There are several high-level options for adding support for this in the language.

Option 1: Manual Dynamic Checks

In the absence of any language specific mechanism for value-specific types, the programmer can still distinguish at run-time whether two instances of Money are the same by storing a reference back to their Treasury:

owned contract Money {
  int value;
  Treasury treasury;
  protected Money(int v, Treasury t) {
    value = v;
    treasury = t;
  }

  ...

  transaction merge(Money m2) {
    if (this.treasury != m2.treasury) throw;
    ...  
  }
}

Option 2: Compiler-Generated Dynamic Checks

First of all, to generate checks automatically, it must be known to the compiler which types are related in this way. One way to do this simply with nesting:

contract Treasury {
  contract Money {
    ...
  }
  ...
}

The desired semantics of this is that each instance of t : Treasury has its own distinct type t.Money (even though the implementation for t1.Money and t2.Money may be the same).

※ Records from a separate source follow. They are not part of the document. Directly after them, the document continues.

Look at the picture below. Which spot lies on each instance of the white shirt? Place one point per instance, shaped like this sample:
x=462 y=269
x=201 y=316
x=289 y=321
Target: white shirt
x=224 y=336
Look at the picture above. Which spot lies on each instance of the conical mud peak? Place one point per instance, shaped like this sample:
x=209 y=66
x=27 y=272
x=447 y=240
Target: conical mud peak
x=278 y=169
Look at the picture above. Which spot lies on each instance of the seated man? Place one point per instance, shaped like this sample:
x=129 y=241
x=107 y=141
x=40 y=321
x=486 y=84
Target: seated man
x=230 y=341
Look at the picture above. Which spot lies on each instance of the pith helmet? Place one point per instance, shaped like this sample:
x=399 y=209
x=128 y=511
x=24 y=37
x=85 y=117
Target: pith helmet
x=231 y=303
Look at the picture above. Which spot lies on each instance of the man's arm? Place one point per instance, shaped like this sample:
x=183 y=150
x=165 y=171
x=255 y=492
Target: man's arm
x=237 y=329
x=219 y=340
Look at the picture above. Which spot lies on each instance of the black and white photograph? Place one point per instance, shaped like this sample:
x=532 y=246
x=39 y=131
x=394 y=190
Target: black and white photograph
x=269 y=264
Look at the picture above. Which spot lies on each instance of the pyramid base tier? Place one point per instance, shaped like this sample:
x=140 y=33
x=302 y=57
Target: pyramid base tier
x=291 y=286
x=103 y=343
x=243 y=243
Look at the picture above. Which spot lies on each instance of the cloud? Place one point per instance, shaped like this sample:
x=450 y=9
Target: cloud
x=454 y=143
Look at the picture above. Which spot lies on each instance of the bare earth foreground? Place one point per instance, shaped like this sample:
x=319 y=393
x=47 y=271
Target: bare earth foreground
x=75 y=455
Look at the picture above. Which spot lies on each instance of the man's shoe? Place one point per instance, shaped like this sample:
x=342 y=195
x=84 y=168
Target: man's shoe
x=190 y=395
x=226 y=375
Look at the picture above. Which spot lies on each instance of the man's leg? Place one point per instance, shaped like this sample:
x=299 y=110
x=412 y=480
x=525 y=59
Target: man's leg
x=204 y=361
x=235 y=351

We can make two reasonable assumptions here that allow us to generate checks automatically:

  1. Assume recursive references to other members of Money inside the definition of Money must be associated with the same Treasury instance as this.
  2. Assume any reference to Money inside the definition of Treasury refers to this.Money.

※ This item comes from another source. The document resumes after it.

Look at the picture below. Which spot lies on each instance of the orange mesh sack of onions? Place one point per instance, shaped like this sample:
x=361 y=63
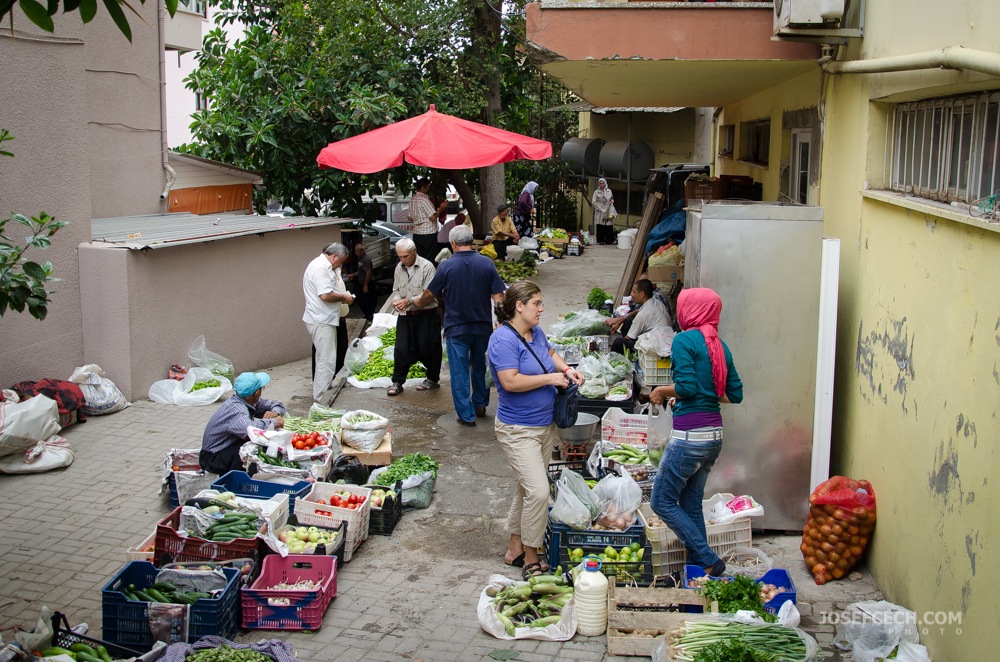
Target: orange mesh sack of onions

Assumption (1) would allow roughly the following check to be generated in the Money contract:

contract Money {
  ...
  transaction merge(Money m2) {
    ...
  }
}

==>

contract Money {
  Treasury t;
  ...
  transaction merge(Money m2) {
    if (this.treasury != m2.treasury) throw;
    ...  
  }
}

On the other hand, assumption (2) would allow roughly the following:

contract Treasury {
  contract Money { ... }
  transaction take_back_money(Money m) { ... }
  ...
}

==>

contract Treasury {
  contract Money {
    Treasury t;
    ...
  }
  transaction take_back_money(Money m) {
    if (m.t != this) throw;
    ...
  }
  ...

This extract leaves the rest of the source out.